プーチンが「世界中を油断」させたウラで進めている、「ウクライナ侵攻準備」の実情

北京五輪の閉会後、ついに動くか?

「戦争は事実上、始まった」

ウクライナ情勢が一段と緊迫している。「戦争は事実上、始まった」とみてもいい。ロシアは、すでに「情報戦とサイバー攻撃に着手した」とみられるからだ。ウラジーミル・プーチン大統領が最後の局面で軍事攻撃の回避を決断する可能性も残ってはいるが、私は悲観的だ。

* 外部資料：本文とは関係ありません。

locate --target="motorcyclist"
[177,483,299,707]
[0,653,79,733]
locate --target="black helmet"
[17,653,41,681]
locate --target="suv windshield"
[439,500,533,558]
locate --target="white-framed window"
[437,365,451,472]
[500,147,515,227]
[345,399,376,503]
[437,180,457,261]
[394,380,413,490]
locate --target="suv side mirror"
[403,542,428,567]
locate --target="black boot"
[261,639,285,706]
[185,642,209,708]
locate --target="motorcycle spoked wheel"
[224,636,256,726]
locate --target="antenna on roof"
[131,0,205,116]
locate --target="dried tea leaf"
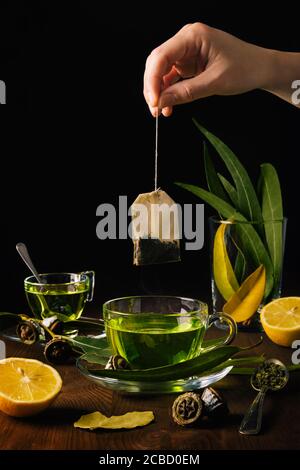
[74,411,154,430]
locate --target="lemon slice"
[0,357,62,417]
[223,265,266,323]
[213,222,239,300]
[260,297,300,346]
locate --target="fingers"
[158,69,216,108]
[144,33,191,107]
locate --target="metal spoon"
[239,359,289,434]
[16,243,43,284]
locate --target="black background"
[0,1,300,312]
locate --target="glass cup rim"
[208,215,288,225]
[102,295,208,317]
[24,272,88,287]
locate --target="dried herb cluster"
[172,387,228,426]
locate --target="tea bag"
[131,117,180,266]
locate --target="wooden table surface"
[0,333,300,451]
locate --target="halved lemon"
[223,265,266,323]
[260,297,300,346]
[0,357,62,417]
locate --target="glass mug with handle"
[103,296,236,369]
[24,271,95,321]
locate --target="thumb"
[159,70,215,108]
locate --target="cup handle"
[203,312,237,351]
[80,271,95,302]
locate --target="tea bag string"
[154,112,159,191]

2月17日の各紙が報じたように、ウクライナ政府は15日、国防省や軍のサイト、大手銀行、公的金融機関などが大規模なサイバー攻撃を受けた、と発表した。誰の仕業か不明だが、ウクライナはロシアの関与を疑っている。タイミングからみて、その可能性は高い。

米国はかねて、ロシアが流布する「偽情報」について5つの類型を例示するなどして、強い警戒感を示してきた。現代の戦争において、サイバー攻撃と偽情報の流布は、軍事攻撃の前段とみられている。

ロシアのプーチン大統領[Photo by gettyimages]
 

とりわけ、私が注目したのは、2月12日からの展開だ。

米国のジョー・バイデン大統領は12日、プーチン大統領と会談して「もしウクライナに侵攻すれば、米国は同盟国や友好国と連携して、ロシアに深刻な代償を払わせる」と警告した。一方、米国務省はウクライナの首都、キエフにある米大使館に対して大使館員、約200人の退避を指示した。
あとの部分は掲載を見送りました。